By Ja Lang G. Greene
Boxing is cruel. The sport shows no mercy towards the fighters, fans, and promoters that populate the sport. The sport is the only one of its kind where you can go from champion to chump in one night. There is no 18, 82, or 162 game season to pad the stats. Twelve rounds. One fight.
The sport operates in cycles. No matter who talk with, young or old, everyone has their own story of a boxing icon they admired who was mistreated by the sport. Speaking with the elder fans from yesteryear, including my pops, the image of an old Joe Louis being pummeled by Rocky Marciano in 1951 still remains a bitter pill to swallow. The way in which Archie Moore had to wait until near his forties to get a title shot is unforgivable, or the sight of Sugar Ray Robinson taking exhibition fights just to pay off the IRS.
Then there is the next generation who rattle off stories of what might have been with Carlos Monzon ruling the middleweight division. The same generation which saw Muhammad Ali reinvigorate the sport and then be reduced to a punching bag against Larry Holmes and Trevor Berbick. I repeat Trevor Berbick! Nothing against Holmes or Berbick but to see Ali battered against the ropes makes me turn the channel every time I see the fight on ESPN classic. No worries, because karma rules supreme in boxing. An out of his prime Larry Holmes was destroyed by the up and coming Mike Tyson several years later.

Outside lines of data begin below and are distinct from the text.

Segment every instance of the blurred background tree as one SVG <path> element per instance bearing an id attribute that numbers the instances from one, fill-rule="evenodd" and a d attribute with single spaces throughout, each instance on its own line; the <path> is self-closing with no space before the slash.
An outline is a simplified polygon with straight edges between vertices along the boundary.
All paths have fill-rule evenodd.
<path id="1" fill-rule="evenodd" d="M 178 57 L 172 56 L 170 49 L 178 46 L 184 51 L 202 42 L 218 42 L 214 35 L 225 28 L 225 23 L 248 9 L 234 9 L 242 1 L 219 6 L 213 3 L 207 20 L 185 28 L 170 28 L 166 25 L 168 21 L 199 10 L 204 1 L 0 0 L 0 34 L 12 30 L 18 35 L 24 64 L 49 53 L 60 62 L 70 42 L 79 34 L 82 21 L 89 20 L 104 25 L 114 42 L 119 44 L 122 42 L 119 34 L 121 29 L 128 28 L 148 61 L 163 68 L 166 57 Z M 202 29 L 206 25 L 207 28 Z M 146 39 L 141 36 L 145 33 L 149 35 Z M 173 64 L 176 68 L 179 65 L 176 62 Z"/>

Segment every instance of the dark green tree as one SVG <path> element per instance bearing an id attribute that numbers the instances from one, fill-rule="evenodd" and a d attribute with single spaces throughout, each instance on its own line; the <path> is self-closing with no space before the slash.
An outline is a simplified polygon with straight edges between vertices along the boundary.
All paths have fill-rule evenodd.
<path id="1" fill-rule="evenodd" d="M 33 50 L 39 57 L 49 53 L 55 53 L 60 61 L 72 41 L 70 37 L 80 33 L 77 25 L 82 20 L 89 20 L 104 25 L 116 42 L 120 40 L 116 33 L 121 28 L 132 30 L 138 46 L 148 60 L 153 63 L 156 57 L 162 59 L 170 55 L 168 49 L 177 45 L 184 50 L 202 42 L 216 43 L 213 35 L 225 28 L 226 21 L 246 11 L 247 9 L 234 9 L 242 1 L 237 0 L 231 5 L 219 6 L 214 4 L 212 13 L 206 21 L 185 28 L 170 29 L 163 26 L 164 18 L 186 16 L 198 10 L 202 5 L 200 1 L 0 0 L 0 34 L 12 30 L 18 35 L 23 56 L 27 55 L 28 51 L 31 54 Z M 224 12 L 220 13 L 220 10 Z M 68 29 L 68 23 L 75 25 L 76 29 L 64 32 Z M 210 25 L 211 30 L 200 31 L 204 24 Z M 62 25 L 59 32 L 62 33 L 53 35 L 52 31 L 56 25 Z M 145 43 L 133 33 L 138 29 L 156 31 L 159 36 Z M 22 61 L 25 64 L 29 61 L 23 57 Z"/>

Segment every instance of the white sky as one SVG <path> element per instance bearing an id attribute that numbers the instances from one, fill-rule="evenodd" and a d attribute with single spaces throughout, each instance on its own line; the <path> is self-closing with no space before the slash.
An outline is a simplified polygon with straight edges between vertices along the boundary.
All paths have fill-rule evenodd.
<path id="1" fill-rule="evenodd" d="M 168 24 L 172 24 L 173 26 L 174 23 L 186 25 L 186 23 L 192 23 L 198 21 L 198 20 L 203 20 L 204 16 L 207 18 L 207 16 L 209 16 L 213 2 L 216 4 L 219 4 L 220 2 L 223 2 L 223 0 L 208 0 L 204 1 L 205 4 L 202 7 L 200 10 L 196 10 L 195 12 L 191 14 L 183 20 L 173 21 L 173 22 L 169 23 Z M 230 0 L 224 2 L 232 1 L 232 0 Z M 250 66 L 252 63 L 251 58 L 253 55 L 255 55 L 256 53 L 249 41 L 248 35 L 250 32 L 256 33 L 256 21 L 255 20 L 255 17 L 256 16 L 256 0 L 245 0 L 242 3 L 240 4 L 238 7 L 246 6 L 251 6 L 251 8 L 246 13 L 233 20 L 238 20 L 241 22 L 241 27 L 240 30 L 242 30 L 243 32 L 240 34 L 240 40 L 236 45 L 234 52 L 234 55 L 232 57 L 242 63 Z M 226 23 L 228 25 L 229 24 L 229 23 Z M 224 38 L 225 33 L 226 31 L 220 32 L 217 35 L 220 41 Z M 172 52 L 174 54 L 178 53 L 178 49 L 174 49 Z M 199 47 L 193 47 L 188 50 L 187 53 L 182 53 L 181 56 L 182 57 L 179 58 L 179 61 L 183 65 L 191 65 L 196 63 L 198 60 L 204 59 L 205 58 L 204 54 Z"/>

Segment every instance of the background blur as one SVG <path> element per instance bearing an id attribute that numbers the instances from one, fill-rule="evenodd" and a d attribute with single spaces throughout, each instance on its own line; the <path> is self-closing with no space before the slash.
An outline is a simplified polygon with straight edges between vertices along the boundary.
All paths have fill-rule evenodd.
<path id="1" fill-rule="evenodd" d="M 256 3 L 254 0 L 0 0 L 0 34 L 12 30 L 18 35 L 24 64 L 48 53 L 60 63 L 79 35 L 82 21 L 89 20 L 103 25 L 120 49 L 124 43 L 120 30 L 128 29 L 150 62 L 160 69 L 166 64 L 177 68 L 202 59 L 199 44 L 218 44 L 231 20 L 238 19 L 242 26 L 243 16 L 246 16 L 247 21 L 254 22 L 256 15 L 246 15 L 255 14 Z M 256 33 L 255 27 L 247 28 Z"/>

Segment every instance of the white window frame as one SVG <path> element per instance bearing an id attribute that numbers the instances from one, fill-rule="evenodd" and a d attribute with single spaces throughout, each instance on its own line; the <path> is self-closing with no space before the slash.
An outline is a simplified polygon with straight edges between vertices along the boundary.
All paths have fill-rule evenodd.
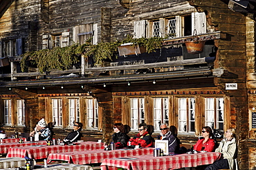
<path id="1" fill-rule="evenodd" d="M 17 115 L 18 126 L 25 125 L 25 100 L 17 100 Z"/>
<path id="2" fill-rule="evenodd" d="M 97 129 L 99 126 L 98 103 L 96 98 L 86 99 L 87 127 Z"/>
<path id="3" fill-rule="evenodd" d="M 3 124 L 12 125 L 12 103 L 10 99 L 3 100 Z"/>
<path id="4" fill-rule="evenodd" d="M 68 99 L 68 126 L 73 127 L 74 123 L 80 122 L 80 104 L 79 98 Z"/>
<path id="5" fill-rule="evenodd" d="M 169 125 L 169 98 L 154 98 L 154 128 L 160 131 L 160 125 L 162 123 Z"/>
<path id="6" fill-rule="evenodd" d="M 192 125 L 193 123 L 195 129 L 195 98 L 179 98 L 178 105 L 179 132 L 194 133 Z"/>
<path id="7" fill-rule="evenodd" d="M 221 114 L 222 113 L 222 114 Z M 222 114 L 222 120 L 219 120 L 219 114 Z M 223 129 L 224 125 L 224 98 L 205 98 L 205 126 L 212 129 Z M 222 124 L 222 127 L 219 126 Z"/>
<path id="8" fill-rule="evenodd" d="M 138 125 L 145 123 L 144 98 L 131 98 L 131 130 L 138 130 Z"/>
<path id="9" fill-rule="evenodd" d="M 62 100 L 61 98 L 52 99 L 53 122 L 55 126 L 62 127 Z"/>

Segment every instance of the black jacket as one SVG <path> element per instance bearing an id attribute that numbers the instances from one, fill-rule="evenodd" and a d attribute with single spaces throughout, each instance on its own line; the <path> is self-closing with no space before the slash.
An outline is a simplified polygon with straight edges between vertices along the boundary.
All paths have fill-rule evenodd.
<path id="1" fill-rule="evenodd" d="M 73 130 L 68 136 L 63 140 L 64 142 L 77 142 L 81 139 L 82 134 L 79 131 Z"/>
<path id="2" fill-rule="evenodd" d="M 129 138 L 126 134 L 120 131 L 118 133 L 114 133 L 112 136 L 113 142 L 116 143 L 116 145 L 119 146 L 120 144 L 118 142 L 121 144 L 120 148 L 126 147 L 129 139 Z"/>

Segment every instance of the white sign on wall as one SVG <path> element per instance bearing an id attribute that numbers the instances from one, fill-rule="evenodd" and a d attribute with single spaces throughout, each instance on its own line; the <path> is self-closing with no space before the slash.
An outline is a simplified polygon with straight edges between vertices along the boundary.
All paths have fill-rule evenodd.
<path id="1" fill-rule="evenodd" d="M 226 89 L 237 89 L 237 83 L 226 83 Z"/>

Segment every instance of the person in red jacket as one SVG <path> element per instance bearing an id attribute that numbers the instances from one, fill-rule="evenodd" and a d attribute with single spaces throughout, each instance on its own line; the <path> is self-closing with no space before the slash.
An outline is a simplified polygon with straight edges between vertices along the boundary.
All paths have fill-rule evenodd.
<path id="1" fill-rule="evenodd" d="M 202 128 L 203 139 L 199 139 L 194 146 L 194 149 L 197 151 L 214 151 L 216 148 L 215 140 L 210 138 L 212 136 L 212 130 L 210 127 Z"/>
<path id="2" fill-rule="evenodd" d="M 138 125 L 138 134 L 134 138 L 129 139 L 127 145 L 140 145 L 140 147 L 153 147 L 152 137 L 147 130 L 147 124 L 140 123 Z"/>

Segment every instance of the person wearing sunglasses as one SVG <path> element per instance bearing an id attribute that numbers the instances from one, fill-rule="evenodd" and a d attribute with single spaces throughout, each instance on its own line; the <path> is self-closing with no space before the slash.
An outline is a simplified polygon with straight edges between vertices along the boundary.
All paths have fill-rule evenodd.
<path id="1" fill-rule="evenodd" d="M 179 153 L 180 141 L 169 130 L 168 124 L 162 123 L 160 125 L 161 132 L 157 136 L 158 140 L 168 140 L 169 153 Z"/>
<path id="2" fill-rule="evenodd" d="M 73 127 L 73 131 L 66 136 L 66 137 L 63 140 L 63 142 L 77 142 L 77 140 L 80 140 L 82 136 L 82 134 L 80 133 L 82 127 L 82 124 L 81 123 L 75 123 Z"/>
<path id="3" fill-rule="evenodd" d="M 210 127 L 203 127 L 202 128 L 202 139 L 199 139 L 194 146 L 194 150 L 197 151 L 214 151 L 216 148 L 216 142 L 212 139 L 212 130 Z"/>
<path id="4" fill-rule="evenodd" d="M 116 144 L 116 149 L 122 149 L 127 147 L 129 137 L 125 132 L 125 126 L 122 123 L 115 123 L 113 127 L 113 131 L 112 140 Z"/>
<path id="5" fill-rule="evenodd" d="M 207 167 L 205 170 L 217 170 L 228 169 L 231 170 L 238 169 L 238 164 L 236 161 L 237 154 L 237 145 L 235 139 L 235 130 L 230 127 L 225 133 L 225 138 L 220 142 L 215 152 L 219 152 L 222 155 L 221 160 Z"/>
<path id="6" fill-rule="evenodd" d="M 127 145 L 140 145 L 140 147 L 153 146 L 153 138 L 147 131 L 146 123 L 140 123 L 138 125 L 138 134 L 129 140 Z"/>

The following generation is where I am personally included. We witnessed the start of Iron Mike Tyson. The terror, destruction, carnage, and fear he caused. The Boxing God’s wouldn’t be kind to him either. KO losses to Lennox Lewis (brutal) and Danny Williams are now clearly legible on his record. We also watched the magic of Sugar Ray Leonard. The heart and courage that defined him in epic battles against Duran, Hagler, and Hearns were erased when he was KO’d by the “hardest” puncher in boxing history, Hector “Macho” Camacho Sr. (sick). Let’s not even get into the Meldrick Taylor saga. That darn Richard Steele.
And finally while talking to the younger fans of the sport, they have also have started to witness their own bit of the sweet sciences’ cruelty. Witnessing the great Roy Jones Jr. pummeled in two consecutive knockout losses.
Maybe it’s the sadistic side in all of us that makes us love the sport. Who would’ve thought that Ivan Robinson, the winner of two wars against Arturo Gatti would be faded and washed up before Gatti? The drama and intensity will boost the sport to a national level one day. Maybe the rest of the public will finally see what us true fans know.